The “Fox News Specialists” co-host was raised by her single mother in North Carolina with modest means and got involved with beauty pageants at a young age for scholarship opportunities. Now Williams determination, ambition and good looks have earned her a spot on one of the top cable news outlets in the country.
Williams discussed her upcoming book “Pretty Powerful” with the New York Post in a recent interview in which she discusses the role that her appearance played throughout her young, professional career.
“I really struggled with reconciling caring about what I look like–because it matters, particularly as a woman–and being professional and very aggressive in my ambition,” she told The Post. “I felt like a walking conflict.”
Williams graduated from Loyola University law school at age 23 and realized how her looks played a part in the professional world and in the court room long before she became a well-known television personality. (SLIDESHOW: The Best Looking News Anchors On Television)
“I had a female mentor who told me it was OK to be concerned with my aesthetic. It was actually beneficial to my clients,” Williams said “You are always representing something at all times with your appearance,” she added, “[whether it’s] your client or business entity.”
Williams carried that experience with her into her television career and admitted that her physical appearance definitely played a part in future job interviews and opportunities.
“Grab the attention of everyone in the room with your physical presentation,” she says, “and then blow [them] out of the water — via a job interview, work presentation or trial argument — with what you say.”

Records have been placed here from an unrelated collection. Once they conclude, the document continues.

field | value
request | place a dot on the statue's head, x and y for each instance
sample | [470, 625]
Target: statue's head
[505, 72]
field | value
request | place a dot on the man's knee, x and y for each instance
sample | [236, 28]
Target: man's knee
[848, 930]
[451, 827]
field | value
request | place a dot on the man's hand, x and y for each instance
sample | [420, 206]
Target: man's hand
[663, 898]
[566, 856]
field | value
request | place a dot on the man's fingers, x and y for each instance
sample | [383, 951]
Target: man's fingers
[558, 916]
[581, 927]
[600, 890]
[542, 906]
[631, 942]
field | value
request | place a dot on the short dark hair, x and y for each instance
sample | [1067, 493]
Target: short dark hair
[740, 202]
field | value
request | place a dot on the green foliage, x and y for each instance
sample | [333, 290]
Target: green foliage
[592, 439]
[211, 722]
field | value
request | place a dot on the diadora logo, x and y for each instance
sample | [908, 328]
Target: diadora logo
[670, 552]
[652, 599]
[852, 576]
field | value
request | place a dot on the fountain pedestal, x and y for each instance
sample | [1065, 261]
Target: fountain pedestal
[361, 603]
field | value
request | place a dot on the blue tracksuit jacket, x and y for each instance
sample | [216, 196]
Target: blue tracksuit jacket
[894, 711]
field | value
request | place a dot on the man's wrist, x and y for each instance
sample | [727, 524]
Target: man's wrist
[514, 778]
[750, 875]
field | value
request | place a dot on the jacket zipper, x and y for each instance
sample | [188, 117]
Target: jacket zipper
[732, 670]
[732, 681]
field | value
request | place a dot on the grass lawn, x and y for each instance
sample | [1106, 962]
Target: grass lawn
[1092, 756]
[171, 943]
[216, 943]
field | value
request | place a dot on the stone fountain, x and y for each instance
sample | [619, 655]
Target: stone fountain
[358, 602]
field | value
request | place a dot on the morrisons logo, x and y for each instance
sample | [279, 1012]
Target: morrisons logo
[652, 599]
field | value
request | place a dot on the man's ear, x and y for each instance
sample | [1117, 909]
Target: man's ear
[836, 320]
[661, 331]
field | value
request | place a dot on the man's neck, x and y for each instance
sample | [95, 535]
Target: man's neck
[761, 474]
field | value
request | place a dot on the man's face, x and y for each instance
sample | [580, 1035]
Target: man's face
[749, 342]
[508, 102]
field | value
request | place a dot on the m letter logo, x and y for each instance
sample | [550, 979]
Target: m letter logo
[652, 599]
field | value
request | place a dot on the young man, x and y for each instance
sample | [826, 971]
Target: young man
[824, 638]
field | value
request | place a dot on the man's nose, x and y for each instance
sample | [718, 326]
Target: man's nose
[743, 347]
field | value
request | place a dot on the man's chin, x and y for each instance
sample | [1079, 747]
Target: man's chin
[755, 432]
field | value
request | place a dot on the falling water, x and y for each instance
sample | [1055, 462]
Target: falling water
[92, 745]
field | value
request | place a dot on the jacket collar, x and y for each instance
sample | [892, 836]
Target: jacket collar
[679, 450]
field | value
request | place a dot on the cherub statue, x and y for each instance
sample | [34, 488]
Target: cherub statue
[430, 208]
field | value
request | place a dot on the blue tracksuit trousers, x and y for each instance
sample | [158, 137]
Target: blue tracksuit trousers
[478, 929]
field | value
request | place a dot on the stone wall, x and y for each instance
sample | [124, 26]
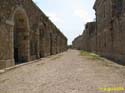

The 28-year-old talking head got her start with Fox News on “The O’Reilly Factor,” and although she can’t be sure how much her looks were weighed in her hiring, she’s pretty certain it was taken into account.
“I can never know the exact determining factor in being extended that offer, but I am certain if I didn’t ‘look the part,’ I would not have had the opportunity to have that conversation about my other, more merit-based qualifications,” she writes in her upcoming book.
Williams even recognizes that the title to her book, “Pretty Powerful” will raise some eyebrows, but there’s more to it.
“I think if they just read the title [they’ll find it controversial]. The initial reaction will be, ‘Yeah, a beauty queen who works at Fox News,’” she says. “But let’s go deeper.”